Common LIPC genotypes mainly differ at promoter and intronic sites that regulate hepatic lipase expression and activity, and at coding or nearby variants that influence enzyme function.

• Loss of function or marked reduction variants: Rare coding or regulatory variants that significantly reduce hepatic lipase activity can contribute to hepatic lipase deficiency and hyperalphalipoproteinaemia, with increased HDL cholesterol and large, triglyceride rich HDL particles and altered remnant metabolism.
• Promoter variants such as −514C>T (rs1800588) and −250G/A (rs2070895): These polymorphisms and their haplotypes are associated with differences in hepatic lipase expression, HDL cholesterol, triglycerides, and cardiometabolic traits. Some haplotypes increase HDL while also associating with higher risk of hypertension, diabetes, hypertriglyceridaemia, or coronary calcification in specific settings.
• Intronic haplotypes in intron 1: Certain haplotypes are associated with higher HDL cholesterol and altered HDL metabolism, including hyperalphalipoproteinaemia 1 in some cohorts. These haplotypes modify HDL levels and particle characteristics rather than acting as stand alone disease mutations.

Together, these variants help explain interindividual differences in HDL levels and particle size and in remnant handling, but their effect on cardiovascular events depends heavily on apoB, blood pressure, and lifestyle.

For DNA based LIPC testing, preparation is straightforward because your genotype does not change with diet or training. The key step is ensuring LIPC is tested within a clinically relevant panel, such as a hyperalphalipoproteinaemia or cardiometabolic panel, and that you have or will obtain up to date lipid and cardiometabolic data to interpret the result.

LIPC genotyping from blood or saliva does not require fasting. However, fasting is usually recommended before lipid and triglyceride blood tests so that HDL, LDL, non‑HDL, and remnant measures are accurate and comparable over time. You should follow any instructions about fasting, alcohol, and medication timing for these companion tests.

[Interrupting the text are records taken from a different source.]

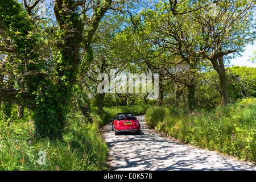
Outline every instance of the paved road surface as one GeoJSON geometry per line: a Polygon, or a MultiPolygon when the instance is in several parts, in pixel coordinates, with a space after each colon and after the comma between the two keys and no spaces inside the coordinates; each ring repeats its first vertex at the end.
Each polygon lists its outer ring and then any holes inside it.
{"type": "Polygon", "coordinates": [[[176,142],[150,129],[144,116],[138,116],[141,134],[115,136],[111,124],[106,126],[110,148],[109,162],[114,170],[254,170],[251,163],[214,151],[176,142]]]}

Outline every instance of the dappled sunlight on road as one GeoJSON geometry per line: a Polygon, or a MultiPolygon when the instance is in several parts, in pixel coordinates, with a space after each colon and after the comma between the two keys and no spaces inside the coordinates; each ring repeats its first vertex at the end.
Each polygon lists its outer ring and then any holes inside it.
{"type": "Polygon", "coordinates": [[[256,167],[214,151],[176,142],[146,126],[138,116],[141,135],[114,135],[106,126],[109,162],[115,170],[256,170],[256,167]]]}

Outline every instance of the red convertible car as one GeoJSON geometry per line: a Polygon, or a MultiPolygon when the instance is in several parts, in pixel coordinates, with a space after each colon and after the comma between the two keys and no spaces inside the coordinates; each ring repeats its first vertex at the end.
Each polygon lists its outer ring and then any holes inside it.
{"type": "Polygon", "coordinates": [[[130,113],[117,113],[112,120],[112,130],[115,135],[121,132],[136,132],[141,134],[141,125],[134,115],[130,113]]]}

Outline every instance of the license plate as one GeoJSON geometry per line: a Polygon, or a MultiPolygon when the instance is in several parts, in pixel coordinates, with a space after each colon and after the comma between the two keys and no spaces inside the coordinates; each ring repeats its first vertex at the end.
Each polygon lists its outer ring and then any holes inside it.
{"type": "Polygon", "coordinates": [[[132,125],[133,123],[131,122],[123,123],[123,125],[132,125]]]}

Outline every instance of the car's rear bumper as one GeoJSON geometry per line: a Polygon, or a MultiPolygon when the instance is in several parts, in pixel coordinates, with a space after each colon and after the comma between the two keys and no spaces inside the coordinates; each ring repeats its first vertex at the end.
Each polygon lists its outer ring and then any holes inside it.
{"type": "Polygon", "coordinates": [[[129,129],[123,127],[118,127],[117,129],[115,127],[115,130],[117,132],[133,132],[138,131],[140,130],[139,126],[136,128],[129,129]]]}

A LIPC test is most valuable when the result will influence how you and your clinician interpret HDL, triglycerides, and remnant cholesterol and plan cardiovascular prevention. It is less helpful when ordered in isolation without considering lipid profiles, apoB, family history, and lifestyle.

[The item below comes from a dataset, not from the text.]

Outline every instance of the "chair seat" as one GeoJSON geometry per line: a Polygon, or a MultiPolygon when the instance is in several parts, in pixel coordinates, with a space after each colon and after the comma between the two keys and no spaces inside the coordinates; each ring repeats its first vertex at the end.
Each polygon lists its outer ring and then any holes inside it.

• Very high HDL cholesterol or suspected hyperalphalipoproteinaemia: If HDL is markedly elevated without obvious secondary causes, LIPC testing, alongside CETP and LPL, can clarify whether a primary hyperalphalipoproteinaemia is present and how to interpret that high HDL in terms of risk.
• Mixed or unexplained lipid profiles: When lipid patterns seem disproportionate to lifestyle or standard risk factors, LIPC genotyping can add nuance to understanding HDL and remnant metabolism and to decisions about therapy focus.
• Strong family history of premature coronary disease with high HDL: In families with early heart disease and "good" HDL, LIPC variants may contribute to risk and support an emphasis on apoB and blood pressure control rather than relying on HDL as protective.
• Comprehensive cardiometabolic prevention: In high detail prevention strategies, LIPC sits alongside LPL, CETP, APOE, and other lipid genes to refine diet, exercise, and medication plans aimed at optimising apoB, triglycerides, and remnant cholesterol.